Gerd me contava que seus companheiros de estacionamento lhe perguntaram várias coisas. Carros capitalistas e modernos, nao estavam acostumados com um Trabi de 21 anos vindo das cercanias de Leipzig. Depois de esclarecida sua origem, Gerd relatou o curto período que viveu sob a cortina de ferro, de Set 1988 até 9 Nov 1989.
A família Lorenz se aventurou numa tentativa de fuga e asilo político na Hungria em Abril de 1989 quando as coisas pareciam mais amenas. Gerd foi contra desde o início, mas era voto vencido. Heiko, proprietário de um pequeno negócio de ventiladores, era o mais empolgado. Pia, a dona de Gerd, concordava com a tentativa com um pé atrás. Sua irma mais nova e o namorado foram levados pela influência do homem-ventilador.
Foram ver se os ventos húngaros sopravam mais fortes e frescos do que em Leipzig. No caminho foram controlados por uma patrulha do exército da DDR. Rapidamente percebeu-se a intencao dos quatro. Mandaram dar meia volta, mas nao sem antes aplicar uma multa. Gerd riu baixinho confirmando suas impressoes.

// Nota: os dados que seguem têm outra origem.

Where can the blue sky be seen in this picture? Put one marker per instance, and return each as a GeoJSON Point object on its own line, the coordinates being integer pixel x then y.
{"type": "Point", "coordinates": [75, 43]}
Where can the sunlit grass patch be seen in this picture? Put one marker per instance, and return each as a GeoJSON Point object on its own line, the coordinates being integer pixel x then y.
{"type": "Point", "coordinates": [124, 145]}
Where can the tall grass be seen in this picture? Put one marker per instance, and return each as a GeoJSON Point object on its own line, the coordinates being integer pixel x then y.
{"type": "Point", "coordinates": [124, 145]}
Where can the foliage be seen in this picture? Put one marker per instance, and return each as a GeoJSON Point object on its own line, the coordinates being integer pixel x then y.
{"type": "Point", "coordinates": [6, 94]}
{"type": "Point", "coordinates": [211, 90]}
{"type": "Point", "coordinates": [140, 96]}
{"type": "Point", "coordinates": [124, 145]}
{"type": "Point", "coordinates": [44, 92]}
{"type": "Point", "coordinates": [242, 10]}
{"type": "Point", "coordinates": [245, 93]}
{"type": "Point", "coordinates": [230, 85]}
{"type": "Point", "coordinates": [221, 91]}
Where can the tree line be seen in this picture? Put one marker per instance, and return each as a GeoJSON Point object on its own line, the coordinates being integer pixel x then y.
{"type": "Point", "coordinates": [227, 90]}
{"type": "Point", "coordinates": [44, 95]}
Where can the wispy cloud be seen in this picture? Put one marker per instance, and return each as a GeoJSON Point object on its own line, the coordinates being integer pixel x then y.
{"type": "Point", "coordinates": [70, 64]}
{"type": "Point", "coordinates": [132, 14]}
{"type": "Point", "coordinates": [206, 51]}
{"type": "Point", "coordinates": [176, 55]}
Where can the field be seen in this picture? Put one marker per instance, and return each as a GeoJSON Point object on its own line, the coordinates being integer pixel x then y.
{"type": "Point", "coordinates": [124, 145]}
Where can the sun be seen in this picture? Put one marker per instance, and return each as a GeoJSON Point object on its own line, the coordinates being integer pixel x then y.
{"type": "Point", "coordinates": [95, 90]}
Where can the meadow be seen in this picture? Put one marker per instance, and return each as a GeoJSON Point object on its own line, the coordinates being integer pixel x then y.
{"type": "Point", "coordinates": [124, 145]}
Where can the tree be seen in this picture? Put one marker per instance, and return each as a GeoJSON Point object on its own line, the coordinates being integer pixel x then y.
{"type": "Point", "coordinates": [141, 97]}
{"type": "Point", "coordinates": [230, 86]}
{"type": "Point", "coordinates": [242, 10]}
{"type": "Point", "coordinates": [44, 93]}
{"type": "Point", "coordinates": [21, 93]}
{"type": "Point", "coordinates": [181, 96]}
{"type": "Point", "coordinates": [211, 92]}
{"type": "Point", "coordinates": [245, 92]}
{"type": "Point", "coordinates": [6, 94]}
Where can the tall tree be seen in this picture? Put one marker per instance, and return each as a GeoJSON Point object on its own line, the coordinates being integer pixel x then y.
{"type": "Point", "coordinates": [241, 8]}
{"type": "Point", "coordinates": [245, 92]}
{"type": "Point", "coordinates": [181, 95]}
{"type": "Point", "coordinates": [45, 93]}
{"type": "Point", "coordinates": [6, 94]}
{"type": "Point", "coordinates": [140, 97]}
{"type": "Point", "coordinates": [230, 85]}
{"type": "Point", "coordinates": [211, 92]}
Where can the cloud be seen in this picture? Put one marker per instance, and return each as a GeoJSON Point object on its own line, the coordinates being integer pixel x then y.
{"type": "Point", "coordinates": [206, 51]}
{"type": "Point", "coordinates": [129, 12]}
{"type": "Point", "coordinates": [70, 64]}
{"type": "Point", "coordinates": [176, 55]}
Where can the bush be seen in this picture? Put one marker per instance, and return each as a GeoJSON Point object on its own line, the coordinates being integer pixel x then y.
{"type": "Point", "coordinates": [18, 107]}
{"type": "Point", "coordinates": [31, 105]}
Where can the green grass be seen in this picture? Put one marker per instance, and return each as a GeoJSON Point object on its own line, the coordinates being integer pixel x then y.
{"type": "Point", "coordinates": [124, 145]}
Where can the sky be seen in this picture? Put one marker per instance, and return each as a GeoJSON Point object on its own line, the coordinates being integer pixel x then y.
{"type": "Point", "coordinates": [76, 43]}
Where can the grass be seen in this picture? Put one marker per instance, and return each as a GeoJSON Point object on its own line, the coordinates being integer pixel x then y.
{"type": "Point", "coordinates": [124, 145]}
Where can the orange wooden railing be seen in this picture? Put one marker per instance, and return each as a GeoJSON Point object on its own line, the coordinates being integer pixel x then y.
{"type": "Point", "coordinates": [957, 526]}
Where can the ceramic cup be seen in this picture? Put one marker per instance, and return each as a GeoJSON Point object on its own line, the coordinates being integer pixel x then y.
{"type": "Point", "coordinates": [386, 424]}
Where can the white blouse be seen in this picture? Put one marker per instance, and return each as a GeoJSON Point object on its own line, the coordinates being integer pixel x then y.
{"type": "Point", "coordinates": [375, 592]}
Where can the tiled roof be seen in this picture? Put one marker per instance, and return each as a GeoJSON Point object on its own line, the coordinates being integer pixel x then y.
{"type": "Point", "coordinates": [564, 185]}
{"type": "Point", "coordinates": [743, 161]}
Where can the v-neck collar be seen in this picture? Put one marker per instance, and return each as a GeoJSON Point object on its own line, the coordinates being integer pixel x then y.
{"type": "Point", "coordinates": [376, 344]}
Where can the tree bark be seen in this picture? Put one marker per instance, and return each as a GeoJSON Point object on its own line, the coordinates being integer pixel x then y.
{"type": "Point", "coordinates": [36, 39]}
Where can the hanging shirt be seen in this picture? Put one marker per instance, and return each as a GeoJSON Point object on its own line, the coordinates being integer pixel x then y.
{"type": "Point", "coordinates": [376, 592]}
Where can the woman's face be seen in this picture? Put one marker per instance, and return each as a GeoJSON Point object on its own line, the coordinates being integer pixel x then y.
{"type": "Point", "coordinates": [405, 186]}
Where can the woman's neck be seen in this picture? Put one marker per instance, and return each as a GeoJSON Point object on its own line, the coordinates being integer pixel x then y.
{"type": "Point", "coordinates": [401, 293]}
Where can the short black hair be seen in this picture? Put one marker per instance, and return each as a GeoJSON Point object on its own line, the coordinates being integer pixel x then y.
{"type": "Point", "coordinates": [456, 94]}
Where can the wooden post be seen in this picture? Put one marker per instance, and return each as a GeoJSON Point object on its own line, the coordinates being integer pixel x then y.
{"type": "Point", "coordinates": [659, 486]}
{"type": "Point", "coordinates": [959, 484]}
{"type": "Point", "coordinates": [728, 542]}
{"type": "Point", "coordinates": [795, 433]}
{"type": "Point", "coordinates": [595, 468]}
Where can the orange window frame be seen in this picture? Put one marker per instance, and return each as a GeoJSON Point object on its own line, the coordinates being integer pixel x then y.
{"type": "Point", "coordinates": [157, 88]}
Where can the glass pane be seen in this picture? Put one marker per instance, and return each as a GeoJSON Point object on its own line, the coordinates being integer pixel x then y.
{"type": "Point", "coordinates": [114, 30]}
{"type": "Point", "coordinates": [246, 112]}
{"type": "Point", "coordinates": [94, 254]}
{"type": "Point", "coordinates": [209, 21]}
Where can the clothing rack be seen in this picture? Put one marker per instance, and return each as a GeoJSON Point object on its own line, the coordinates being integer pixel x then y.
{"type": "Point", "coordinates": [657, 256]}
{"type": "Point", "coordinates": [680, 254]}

O dia de hoje foi marcado por várias homenagens. Além da ida até Essen, na hora do almoco levei uma alema colega de trabalho pra passear no Gerd. Ela cresceu no lado leste de Berlin e seu pai teve um Trabant igual ao nosso. Ficou feliz da Vida ao vê-lo e mais ainda ao ouvir o som característico do motor 2 tempos. Me contou que um Trabant era a única opcao naquela época. Retruquei dizendo que se poderia comprar um Wartburg, ora bolas. Ela respondeu que se para um Trabi esperava-se 10 anos, um Wartburg demoraria 18.
É estranha a sensacao de morar em um país tao desenvolvido e retrógrado como a Alemanha. Sao a potência da Engenharia, da Tecnologia e da indústria automobilística, entre tantas outras. Mestres da Filosofia, música clássica e Política. Mas ao mesmo tempo, vivem se estranhando uns aos outros. Grupos neo-nazis surgem aos montes na antiga DDR. Nao sabem nem o por que fazem parte desses grupos cujo único objetivo é a discriminacao racial pura e simples e a violência gratuita.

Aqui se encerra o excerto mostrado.